Payment Allowance Limits for Medicare Part B Drugs, Effective October 1, 2021 through December 31, 2021

ORGO potentially lost ~40% of sales, ~100% of growth, and over 100% of profits. The fact CMS pulled Affinity might mean Organogenesis is under investigation. Eargo (EAR) stopped receiving payment from the government for their hearing aid device earlier in the year and a few months later they announced a DOJ investigation. 

Industry contacts have mentioned that some large Affinity users are being audited by Medicare. CMS didn’t have the bandwidth for audits during covid, but now does. I was told CMS was very liberal with reimbursement during covid in order to help keep doctors financially afloat, but they are now clawing back questionable reimbursement payments.

I estimate Organogenesis ripped off Medicare to the tune of $250+ million through Affinity and PuraPlyXT. $250mm of ORGO sales equates to $360mm of CMS payments at a 30% spread. I do not think this has gone unnoticed. Insiders and Avista have sold over $140mm of stock and the recent drop of Affinity from CMS coverage suggests the game is ending. 

 

Valuation and Target

At $12.05 per share, ORGO has a $1,630mm market cap and $20mm of net cash. 

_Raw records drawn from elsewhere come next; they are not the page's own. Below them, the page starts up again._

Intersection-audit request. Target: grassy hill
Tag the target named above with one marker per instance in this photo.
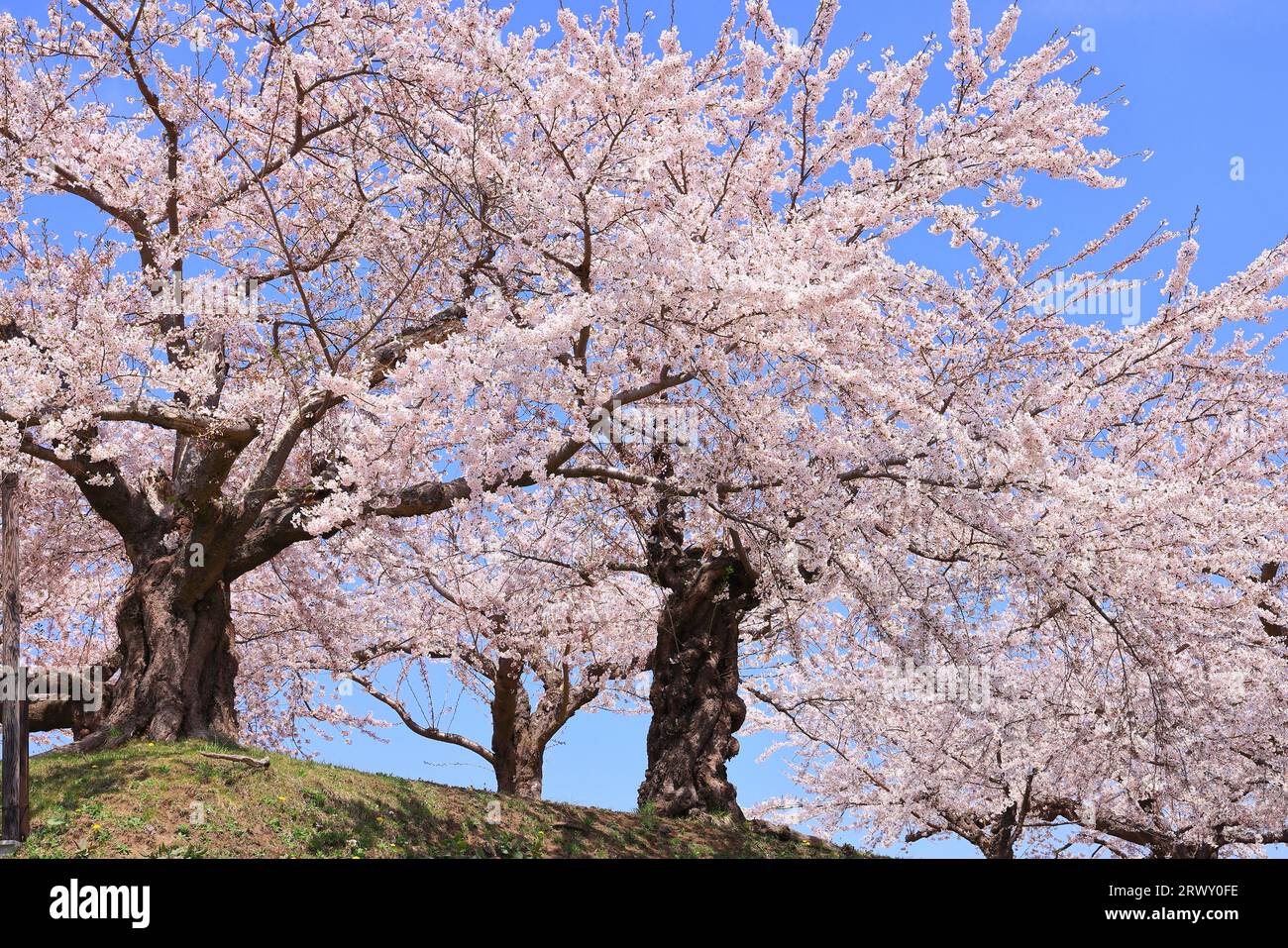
(168, 800)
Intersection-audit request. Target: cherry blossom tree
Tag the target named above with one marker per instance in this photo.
(490, 262)
(493, 597)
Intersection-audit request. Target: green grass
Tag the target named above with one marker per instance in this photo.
(167, 800)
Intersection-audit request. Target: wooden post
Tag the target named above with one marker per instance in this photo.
(13, 714)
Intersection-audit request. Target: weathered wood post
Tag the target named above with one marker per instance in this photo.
(13, 711)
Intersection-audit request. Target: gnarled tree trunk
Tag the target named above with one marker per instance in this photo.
(516, 754)
(176, 664)
(695, 690)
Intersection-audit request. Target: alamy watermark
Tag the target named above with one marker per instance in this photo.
(958, 685)
(632, 424)
(77, 685)
(1121, 298)
(204, 296)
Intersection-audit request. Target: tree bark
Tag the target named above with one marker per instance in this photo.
(178, 666)
(695, 690)
(516, 751)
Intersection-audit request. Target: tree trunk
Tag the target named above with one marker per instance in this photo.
(516, 751)
(176, 661)
(695, 691)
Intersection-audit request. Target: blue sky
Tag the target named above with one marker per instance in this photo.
(1205, 81)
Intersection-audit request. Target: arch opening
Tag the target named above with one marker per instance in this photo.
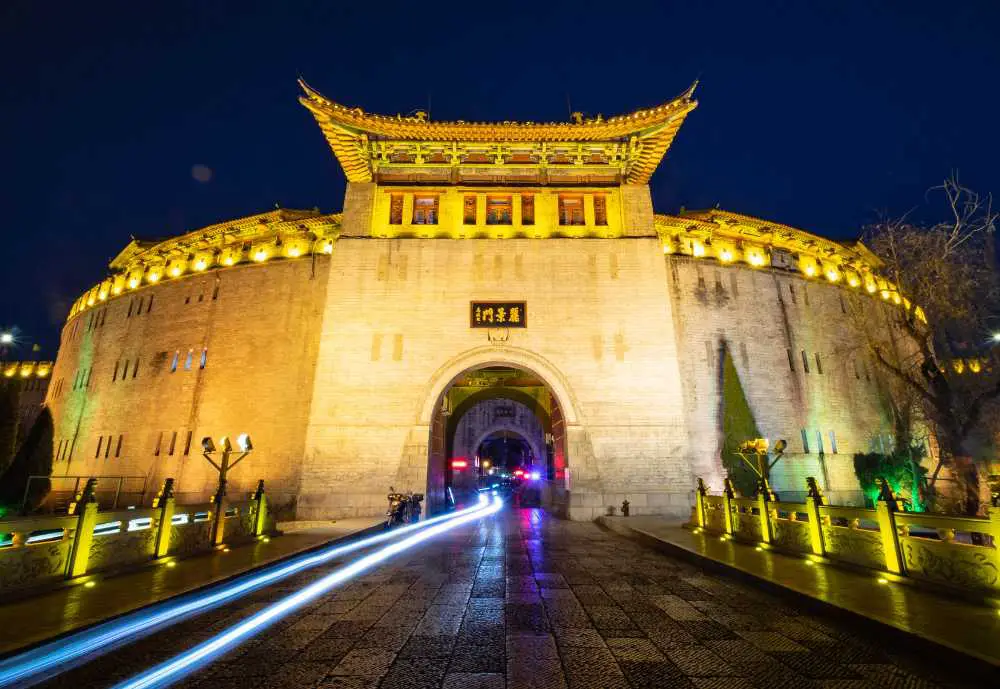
(497, 424)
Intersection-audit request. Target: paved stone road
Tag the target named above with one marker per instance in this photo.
(523, 600)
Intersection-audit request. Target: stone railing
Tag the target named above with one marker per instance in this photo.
(40, 551)
(955, 552)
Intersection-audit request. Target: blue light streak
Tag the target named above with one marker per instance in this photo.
(57, 656)
(202, 654)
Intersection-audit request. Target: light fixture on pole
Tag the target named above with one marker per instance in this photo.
(209, 448)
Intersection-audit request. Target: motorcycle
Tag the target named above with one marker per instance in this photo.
(404, 508)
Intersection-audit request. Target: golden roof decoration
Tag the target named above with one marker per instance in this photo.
(350, 132)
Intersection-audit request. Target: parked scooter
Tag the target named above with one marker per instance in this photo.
(404, 508)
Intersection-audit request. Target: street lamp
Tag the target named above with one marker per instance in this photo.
(223, 466)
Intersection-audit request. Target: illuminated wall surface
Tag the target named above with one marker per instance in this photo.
(333, 338)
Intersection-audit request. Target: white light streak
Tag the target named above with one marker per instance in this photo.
(57, 656)
(187, 662)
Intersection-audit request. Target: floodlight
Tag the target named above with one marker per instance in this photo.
(243, 441)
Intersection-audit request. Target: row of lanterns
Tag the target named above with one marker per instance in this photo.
(197, 263)
(810, 267)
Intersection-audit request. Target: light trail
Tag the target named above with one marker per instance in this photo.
(48, 659)
(189, 661)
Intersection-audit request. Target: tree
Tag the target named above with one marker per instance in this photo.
(901, 469)
(940, 295)
(8, 421)
(33, 459)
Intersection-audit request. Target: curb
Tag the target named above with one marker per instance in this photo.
(979, 667)
(195, 589)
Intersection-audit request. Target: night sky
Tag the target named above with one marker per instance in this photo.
(816, 114)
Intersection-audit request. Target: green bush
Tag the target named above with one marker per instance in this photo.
(901, 469)
(738, 426)
(33, 459)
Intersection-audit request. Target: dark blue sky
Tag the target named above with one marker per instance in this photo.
(816, 114)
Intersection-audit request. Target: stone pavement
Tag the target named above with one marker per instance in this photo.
(45, 615)
(963, 626)
(523, 600)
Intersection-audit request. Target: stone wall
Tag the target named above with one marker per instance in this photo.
(258, 326)
(762, 317)
(396, 334)
(336, 366)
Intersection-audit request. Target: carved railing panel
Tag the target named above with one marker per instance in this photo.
(790, 527)
(956, 551)
(746, 519)
(122, 538)
(34, 550)
(239, 526)
(714, 514)
(191, 531)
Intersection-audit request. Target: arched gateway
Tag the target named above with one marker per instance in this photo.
(511, 274)
(475, 378)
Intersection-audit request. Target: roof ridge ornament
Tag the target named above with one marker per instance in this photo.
(345, 130)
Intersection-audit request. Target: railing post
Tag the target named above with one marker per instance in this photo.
(885, 512)
(993, 514)
(164, 501)
(699, 496)
(219, 525)
(85, 507)
(260, 517)
(764, 499)
(728, 493)
(814, 499)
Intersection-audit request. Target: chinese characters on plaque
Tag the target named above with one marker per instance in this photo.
(499, 314)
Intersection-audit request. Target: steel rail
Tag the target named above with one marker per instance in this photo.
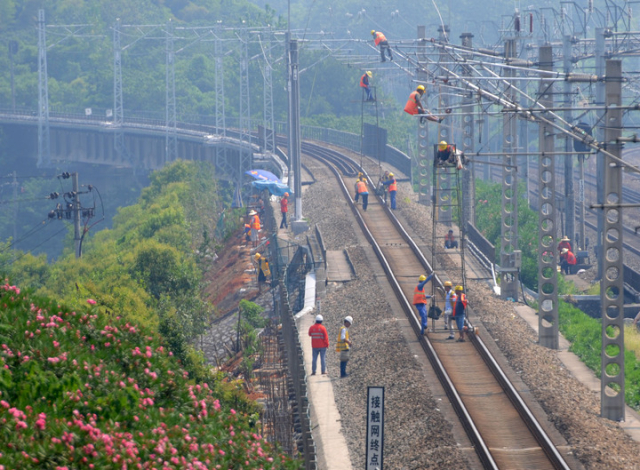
(474, 435)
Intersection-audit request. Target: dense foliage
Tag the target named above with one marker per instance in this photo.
(585, 335)
(80, 388)
(145, 267)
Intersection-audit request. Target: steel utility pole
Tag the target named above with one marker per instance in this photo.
(76, 214)
(468, 175)
(569, 198)
(547, 268)
(44, 153)
(509, 270)
(171, 131)
(295, 147)
(612, 284)
(425, 152)
(600, 135)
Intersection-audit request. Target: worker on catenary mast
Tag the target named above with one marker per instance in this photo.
(362, 191)
(381, 40)
(564, 243)
(364, 83)
(393, 189)
(414, 106)
(420, 300)
(567, 259)
(449, 155)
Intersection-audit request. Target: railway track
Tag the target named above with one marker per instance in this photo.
(503, 430)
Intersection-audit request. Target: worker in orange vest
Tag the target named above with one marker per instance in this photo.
(284, 208)
(319, 345)
(393, 189)
(364, 83)
(420, 300)
(362, 191)
(414, 106)
(567, 259)
(254, 222)
(380, 40)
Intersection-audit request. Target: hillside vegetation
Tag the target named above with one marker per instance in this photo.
(83, 389)
(146, 268)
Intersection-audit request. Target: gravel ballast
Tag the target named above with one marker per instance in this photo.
(418, 434)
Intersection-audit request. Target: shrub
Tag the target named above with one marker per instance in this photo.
(83, 389)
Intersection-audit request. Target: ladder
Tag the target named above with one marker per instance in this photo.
(447, 219)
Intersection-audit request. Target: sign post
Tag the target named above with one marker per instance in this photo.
(375, 428)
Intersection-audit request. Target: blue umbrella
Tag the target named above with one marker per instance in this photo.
(263, 175)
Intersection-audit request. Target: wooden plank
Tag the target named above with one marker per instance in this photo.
(338, 268)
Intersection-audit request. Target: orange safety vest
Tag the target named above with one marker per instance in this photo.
(462, 298)
(419, 297)
(412, 105)
(342, 345)
(379, 37)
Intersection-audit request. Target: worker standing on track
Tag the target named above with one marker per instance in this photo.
(319, 344)
(364, 83)
(264, 272)
(284, 208)
(393, 189)
(254, 222)
(361, 190)
(420, 300)
(343, 345)
(414, 106)
(380, 40)
(459, 311)
(449, 302)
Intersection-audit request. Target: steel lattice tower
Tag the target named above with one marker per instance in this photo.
(44, 142)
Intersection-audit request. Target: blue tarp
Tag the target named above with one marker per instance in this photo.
(275, 188)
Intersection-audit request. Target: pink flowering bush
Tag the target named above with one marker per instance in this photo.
(85, 390)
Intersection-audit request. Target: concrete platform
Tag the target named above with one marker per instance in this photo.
(576, 367)
(331, 446)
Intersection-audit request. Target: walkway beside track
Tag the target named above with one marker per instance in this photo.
(331, 446)
(580, 371)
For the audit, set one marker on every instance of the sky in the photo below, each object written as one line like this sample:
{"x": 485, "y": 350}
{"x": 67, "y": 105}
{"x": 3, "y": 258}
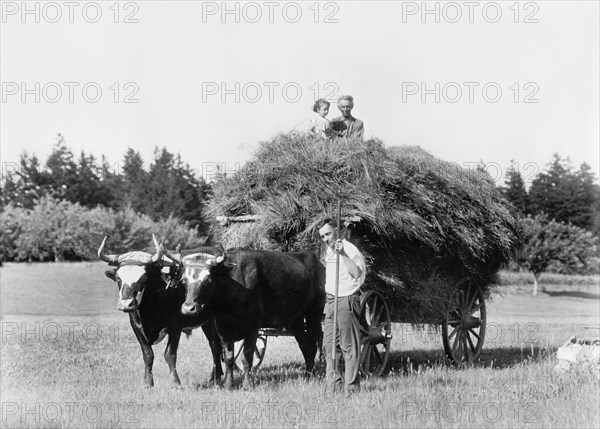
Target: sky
{"x": 467, "y": 81}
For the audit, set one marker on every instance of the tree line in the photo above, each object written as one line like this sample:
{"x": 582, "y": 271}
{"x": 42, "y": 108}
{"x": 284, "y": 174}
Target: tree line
{"x": 168, "y": 187}
{"x": 61, "y": 209}
{"x": 558, "y": 219}
{"x": 558, "y": 213}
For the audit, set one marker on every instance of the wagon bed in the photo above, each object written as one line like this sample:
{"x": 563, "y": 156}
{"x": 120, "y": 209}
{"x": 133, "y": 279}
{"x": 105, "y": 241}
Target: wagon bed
{"x": 462, "y": 321}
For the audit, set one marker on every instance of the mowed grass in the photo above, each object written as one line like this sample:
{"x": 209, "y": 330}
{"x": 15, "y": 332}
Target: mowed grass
{"x": 69, "y": 359}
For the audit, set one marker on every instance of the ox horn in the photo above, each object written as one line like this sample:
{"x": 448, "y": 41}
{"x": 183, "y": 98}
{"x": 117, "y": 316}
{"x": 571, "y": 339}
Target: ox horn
{"x": 159, "y": 250}
{"x": 111, "y": 259}
{"x": 175, "y": 257}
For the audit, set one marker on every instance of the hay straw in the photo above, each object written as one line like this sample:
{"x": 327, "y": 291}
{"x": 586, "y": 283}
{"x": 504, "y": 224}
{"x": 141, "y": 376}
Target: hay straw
{"x": 426, "y": 224}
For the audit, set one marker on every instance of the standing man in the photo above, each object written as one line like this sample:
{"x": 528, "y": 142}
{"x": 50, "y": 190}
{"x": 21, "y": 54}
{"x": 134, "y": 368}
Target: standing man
{"x": 352, "y": 271}
{"x": 347, "y": 125}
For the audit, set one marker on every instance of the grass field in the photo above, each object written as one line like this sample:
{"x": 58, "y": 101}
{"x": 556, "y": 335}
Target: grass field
{"x": 69, "y": 359}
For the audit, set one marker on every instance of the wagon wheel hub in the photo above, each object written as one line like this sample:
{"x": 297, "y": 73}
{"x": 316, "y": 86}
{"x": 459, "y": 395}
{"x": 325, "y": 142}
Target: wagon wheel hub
{"x": 470, "y": 322}
{"x": 378, "y": 335}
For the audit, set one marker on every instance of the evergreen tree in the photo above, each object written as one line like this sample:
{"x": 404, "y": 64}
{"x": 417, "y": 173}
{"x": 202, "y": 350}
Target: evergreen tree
{"x": 564, "y": 195}
{"x": 514, "y": 190}
{"x": 135, "y": 178}
{"x": 174, "y": 190}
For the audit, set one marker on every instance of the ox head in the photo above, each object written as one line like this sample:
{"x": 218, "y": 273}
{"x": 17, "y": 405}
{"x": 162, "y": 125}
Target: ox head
{"x": 199, "y": 273}
{"x": 131, "y": 274}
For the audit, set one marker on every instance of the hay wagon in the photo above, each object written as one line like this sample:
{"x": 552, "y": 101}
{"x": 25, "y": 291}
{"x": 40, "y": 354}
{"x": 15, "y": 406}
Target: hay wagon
{"x": 462, "y": 321}
{"x": 434, "y": 234}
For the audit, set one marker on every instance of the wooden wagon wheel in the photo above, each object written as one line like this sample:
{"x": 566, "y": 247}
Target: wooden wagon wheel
{"x": 463, "y": 330}
{"x": 259, "y": 352}
{"x": 376, "y": 333}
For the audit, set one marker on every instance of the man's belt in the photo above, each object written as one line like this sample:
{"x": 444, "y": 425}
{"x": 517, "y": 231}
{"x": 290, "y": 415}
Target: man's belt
{"x": 330, "y": 296}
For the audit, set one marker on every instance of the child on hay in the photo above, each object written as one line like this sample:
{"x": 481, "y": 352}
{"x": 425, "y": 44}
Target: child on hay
{"x": 319, "y": 125}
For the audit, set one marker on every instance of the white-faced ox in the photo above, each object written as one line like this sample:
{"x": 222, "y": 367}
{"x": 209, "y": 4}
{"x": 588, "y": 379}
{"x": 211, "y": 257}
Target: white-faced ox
{"x": 246, "y": 290}
{"x": 153, "y": 299}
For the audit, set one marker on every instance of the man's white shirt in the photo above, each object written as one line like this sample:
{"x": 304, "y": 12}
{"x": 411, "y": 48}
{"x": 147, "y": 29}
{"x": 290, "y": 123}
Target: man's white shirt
{"x": 347, "y": 284}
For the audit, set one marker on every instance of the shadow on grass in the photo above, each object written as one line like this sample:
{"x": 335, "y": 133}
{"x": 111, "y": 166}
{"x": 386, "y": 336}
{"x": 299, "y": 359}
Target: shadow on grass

ORGO’s is currently valued at ~3.5x sales, which is only slightly below industry takeout multiples. I think 2021 sales estimates of $460mm could crash to $200-250mm in 2022 as a result of losing Affinity and PuraPly XT pricing arbitrage volumes. The company was not profitable at $300mm of sales and will likely burn $100mm per year at $200mm of sales. This will make another stock sale challenging. 

My target price is $0.  

 

Summary

  • ORGO went public via SPAC thanks to a two year reimbursement advantage called pass-through on PuraPly. PuraPly was ~50% of 2019 sales.
  • ORGO struggled as a public company. It barely grew sales and burned ~$10mm cash per quarter.
  • ORGO raised money at $5, half the SPAC price, in November 2019 and SPAC sponsor had to anchor 60% of the deal.
  • PuraPly was expected to decline 50% when it went off pass-through in October 2020. ORGO was running out of cash and had limited access to capital.
  • A questionable reimbursement scheme with Affinity saved the Company. ORGO priced Affinity 5-10x higher than comparable products which made its usage very lucrative to doctors. ORGO’s CFO quit after this scheme started. 
  • ORGO sales and profitability exploded in mid 2020 (peak Covid) as a result of Affinity.
  • ORGO played the same game with a new version of PuraPly, PuraPly XT, by charging the government an excessively high price and allowing doctors to profit handsomely during Covid. This allowed PuraPly to grow 25% instead of declining 50%.
  • ORGOs stock increased 8x in 6 months and insiders sold $140mm.
  • ORGO’s game with Affinity ended in July 2021 when CMS set a permanent price for Affinity. PuraPlyXT does not have a set ASP yet.
  • CMS/Medicare has been frustrated with ORGO’s games. New biologics pricing and reporting rules go into effect January 2022.
  • CMS drops ASP coverage of Affinity, ~40% of ORGO sales, starting October 1st 2021.

 

Conclusion

Organogenesis has been cheating CMS. Insiders have dumped millions of worthless stock. Grab your popcorn to watch this unravel.  

 

Risks

 

ORGO is able to regain CMS pricing at inflated levels. 

 

ORGO intentially dropped off the ASP list in order to play more wholesale pricing games in 4Q21 and in anticipation of taking pricing even higher for 2022 to get in front of new rule changes. So it takes Medicare longer to shut down their games.

 

 

I do not hold a position with the issuer such as employment, directorship, or consultancy.
I and/or others I advise hold a material investment in the issuer's securities.

Catalyst

Earnings misses, investigations, executive departures, negative media stories, additional reimbursement challenges for the company.